Looking at the case with only one JFET (the other is shunted to ground), Vout is ~1mV pk-pk/.

Electret_X_Sect_JFET

If we add a second in series the voltage out doesn’t substantially change. Electret_X_Sect_JFET

In parallel the voltage doubles. Electret_X_Sect_JFET

Below are the current scopes (they are over lapping in many cases). Electret_X_Sect_JFET

Electret_X_Sect_JFET

Electret_X_Sect_JFET

I’m not going to take screen shots for the noise measurements in LTSPice, but the syntax is “.noise V(Vout) V1 oct 100 100 100k” which means look at the nosie at Vout from V1 with 100 points per octave from 100Hz to 100kHz.

When there is only one JFET: Noise is 4.56nV/sqrt(Hz) at the asymptote and signal was ~1mV so SNR for a 10kHz bandwidth, the SNR is 1mV / (4.56nV/sqrt(Hz)x sqrt(10kHz)) = ~2000

With series JFETS noise is 3.8nV/sqrt(Hz) This gives an SNR of ~2600

With JFETS in parallel, signal is now ~2mV pk-pk and noise is 5.75 nV/sqrt(Hz) This gives an SNR of ~3500.

This nearly exactly reflects the theoretical value of a sqrt(2), or a 1.4x improvement.
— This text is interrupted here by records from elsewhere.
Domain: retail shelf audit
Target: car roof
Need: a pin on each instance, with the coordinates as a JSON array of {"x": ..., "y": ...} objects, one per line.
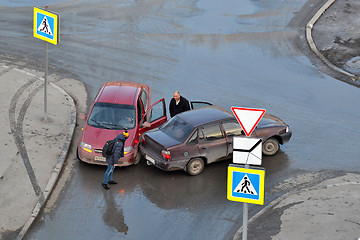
[
  {"x": 123, "y": 92},
  {"x": 205, "y": 115}
]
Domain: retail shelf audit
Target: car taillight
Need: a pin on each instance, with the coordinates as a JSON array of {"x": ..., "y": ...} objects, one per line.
[{"x": 166, "y": 154}]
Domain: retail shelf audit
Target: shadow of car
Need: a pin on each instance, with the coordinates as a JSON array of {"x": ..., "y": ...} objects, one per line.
[{"x": 202, "y": 136}]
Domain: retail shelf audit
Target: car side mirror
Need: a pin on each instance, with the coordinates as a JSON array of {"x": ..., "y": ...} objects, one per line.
[
  {"x": 146, "y": 125},
  {"x": 82, "y": 116}
]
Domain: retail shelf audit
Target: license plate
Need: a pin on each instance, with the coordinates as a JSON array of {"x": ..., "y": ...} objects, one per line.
[
  {"x": 100, "y": 159},
  {"x": 150, "y": 159}
]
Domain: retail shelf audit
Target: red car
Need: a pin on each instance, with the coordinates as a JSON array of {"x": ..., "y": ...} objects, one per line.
[{"x": 119, "y": 106}]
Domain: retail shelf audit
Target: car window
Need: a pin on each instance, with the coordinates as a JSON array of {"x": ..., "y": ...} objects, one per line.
[
  {"x": 193, "y": 139},
  {"x": 210, "y": 133},
  {"x": 232, "y": 129},
  {"x": 140, "y": 109},
  {"x": 112, "y": 116},
  {"x": 177, "y": 128}
]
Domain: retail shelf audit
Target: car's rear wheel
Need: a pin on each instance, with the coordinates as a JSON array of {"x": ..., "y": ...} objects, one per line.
[
  {"x": 271, "y": 146},
  {"x": 195, "y": 166}
]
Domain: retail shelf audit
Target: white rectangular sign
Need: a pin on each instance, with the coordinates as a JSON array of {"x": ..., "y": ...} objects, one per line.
[{"x": 247, "y": 151}]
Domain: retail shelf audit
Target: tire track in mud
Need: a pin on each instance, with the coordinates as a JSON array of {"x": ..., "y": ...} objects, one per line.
[{"x": 16, "y": 126}]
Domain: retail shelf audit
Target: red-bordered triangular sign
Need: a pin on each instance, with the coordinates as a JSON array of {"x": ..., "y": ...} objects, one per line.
[{"x": 248, "y": 118}]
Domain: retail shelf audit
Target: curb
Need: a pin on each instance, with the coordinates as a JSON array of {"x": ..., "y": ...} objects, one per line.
[
  {"x": 313, "y": 47},
  {"x": 272, "y": 204},
  {"x": 57, "y": 169}
]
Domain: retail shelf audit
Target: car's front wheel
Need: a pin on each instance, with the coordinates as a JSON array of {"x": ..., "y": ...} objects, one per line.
[
  {"x": 195, "y": 166},
  {"x": 271, "y": 146}
]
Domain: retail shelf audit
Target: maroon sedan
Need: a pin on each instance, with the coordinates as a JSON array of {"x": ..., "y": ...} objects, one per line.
[
  {"x": 192, "y": 139},
  {"x": 117, "y": 107}
]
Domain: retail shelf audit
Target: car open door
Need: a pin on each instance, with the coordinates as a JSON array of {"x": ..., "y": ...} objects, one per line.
[
  {"x": 155, "y": 116},
  {"x": 199, "y": 104}
]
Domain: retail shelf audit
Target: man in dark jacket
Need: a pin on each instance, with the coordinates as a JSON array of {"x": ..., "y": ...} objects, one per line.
[
  {"x": 118, "y": 152},
  {"x": 178, "y": 104}
]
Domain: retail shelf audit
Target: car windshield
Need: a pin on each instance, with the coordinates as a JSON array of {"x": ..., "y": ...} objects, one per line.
[
  {"x": 112, "y": 116},
  {"x": 177, "y": 128}
]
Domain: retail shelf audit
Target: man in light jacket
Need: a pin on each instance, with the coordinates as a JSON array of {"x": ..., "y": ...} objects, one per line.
[{"x": 113, "y": 160}]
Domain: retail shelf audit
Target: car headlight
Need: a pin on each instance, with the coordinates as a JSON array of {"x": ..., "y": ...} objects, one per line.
[
  {"x": 86, "y": 147},
  {"x": 128, "y": 149}
]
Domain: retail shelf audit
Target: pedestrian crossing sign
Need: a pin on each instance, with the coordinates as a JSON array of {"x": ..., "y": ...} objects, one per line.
[
  {"x": 246, "y": 184},
  {"x": 46, "y": 25}
]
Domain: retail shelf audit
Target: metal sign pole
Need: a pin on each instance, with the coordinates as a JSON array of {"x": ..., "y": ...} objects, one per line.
[
  {"x": 245, "y": 215},
  {"x": 45, "y": 82}
]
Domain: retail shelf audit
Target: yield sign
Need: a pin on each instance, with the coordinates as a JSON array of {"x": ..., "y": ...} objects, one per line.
[{"x": 248, "y": 118}]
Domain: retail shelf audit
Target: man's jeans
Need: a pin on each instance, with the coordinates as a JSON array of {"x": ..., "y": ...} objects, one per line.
[{"x": 108, "y": 174}]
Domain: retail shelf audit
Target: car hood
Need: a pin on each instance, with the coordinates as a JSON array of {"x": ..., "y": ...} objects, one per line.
[
  {"x": 162, "y": 139},
  {"x": 97, "y": 137},
  {"x": 270, "y": 120}
]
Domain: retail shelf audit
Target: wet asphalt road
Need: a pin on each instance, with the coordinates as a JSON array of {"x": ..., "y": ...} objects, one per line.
[{"x": 237, "y": 53}]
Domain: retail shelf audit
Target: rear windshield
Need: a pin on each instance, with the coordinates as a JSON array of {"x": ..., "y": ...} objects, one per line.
[
  {"x": 112, "y": 116},
  {"x": 177, "y": 128}
]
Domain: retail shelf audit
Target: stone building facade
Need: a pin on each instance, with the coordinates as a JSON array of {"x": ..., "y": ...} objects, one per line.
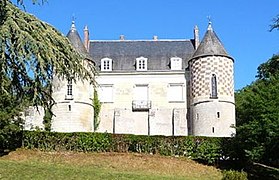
[{"x": 151, "y": 87}]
The reason you would expect a sqrt(2) improvement is that the signal has doubled but a true (incoherent) noise will grow with the RMS of the amplitudes. So signal is 2x and noise is (sqrt(N^2+N^2) where N is the noise figure of one JFET.

The other subtlety of this is that the resistor value should, in practice, decrease in value so that the operating point stays the same throughout.

But alas, I’m getting tired. So, to summarize we can add these electret microphones in parallel, but the benefit quickly decays and quiescent current linearly rises which might have negative implications if it is battery powered.

The big error in the series pumps figure.

I corrected it in the other two pump figures, but if you are familiar with the way gear pumps work, they spin so the teeth pull water around the outside of the housing and the center interference is a tight enough fit so no water can get between the teeth in the middle. AvE on YouTube has a bunch of tear-downs of gear pumps I believe. Anyway, it’s sad I spent so long drawing these and didn’t notice that until I posted this page. But oh well, I like keeping these mistakes up.